Kitleler büyük lâflar ve büyük yalanlarla kandırılır. Otokratlar iktidarlarını, hamasî nutuklar, kitleleri tahrik edecek ve korkutacak büyük yalanlarla pekiştirirler. Vatan, millet, din, îman, şehitlik, bölünmez bütünlük, şanlı geçmiş, hain, kahraman, beka, vb. gibi sözcükler/kavramlar iktidar tahkiminin en kullanışlı ve etkili silahlarıdır.

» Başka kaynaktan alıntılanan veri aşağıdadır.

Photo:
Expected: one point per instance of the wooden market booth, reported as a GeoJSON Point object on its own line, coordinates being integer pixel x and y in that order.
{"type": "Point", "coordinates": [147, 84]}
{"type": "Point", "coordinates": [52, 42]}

Orta Doğu yangınına odun taşınmakta olduğu şu günlerde iktidarın, özellikle Erdoğan’ın dilinden düşmeyen anahtar kelime “beka”: ülkenin bekası…
Beka; ebedîlik, sonsuz, sürekli varoluş demek. Sonsuza kadar değişmeden sürecek bir durumu anlatmak için, mecazî ve de çoğunlukla hamasî anlamda kullanılır. Kullanılır ama hiçbir gerçekliği, anlamı yoktur aslında, çünkü doğada, dünyada, insanlıkta, siyasette, tarihte, vb. hiçbir şey sonsuz, ebedî, değişmez değildir. Ülkeler değişir, sınırlar değişir, fikirler, siyasetler, yöneticiler değişir. Tarih bu değişimin hikâyesidir aslında.
Kuzey Irak’taki referandum nedeniyle Cumhurbaşkanı Erdoğan ve sağlı sollu milliyetçi/ulusalcı kesimler “beka sorunu” derken ülkemizin varoluşunun tehdit altında bulunduğunu iddia ediyorlar. Düşman kapıya dayanmış, her an Türkiye’yi istila etmeye hazır algısı yaratılıyor. Kuzey Irak’ta bağımsız bir Kürt oluşumunun ya da Suriye’nin kuzeyinde Rojava’da özerk bir yapı kurulmasının Türkiye’nin varlığını/bekasını tehdit ettiği düşüncesi, kitlelerin bilincine bölünme fobisi körüklenerek aşılanıyor.
Korku ecele mâni değildir
Hoşunuza gitmeyecek ama benden söylemesi: Önümüzdeki yirmi, otuz yıl içinde başta Orta Doğu olmak üzere pek çok ülkenin sınırları değişecek. 1990’başlarında Rusya’nın, Doğu Avrupa ülkelerinin, Almanya’nın sınırları nasıl değiştiyse öyle… 21. Yüzyılda dünyanın siyasal haritası ve güç dengelerinin bugünkünden farklı olacağını herkes biliyor zaten. Bu anlamda beka’dan söz etmek lâf-ı güzaftan ibaret.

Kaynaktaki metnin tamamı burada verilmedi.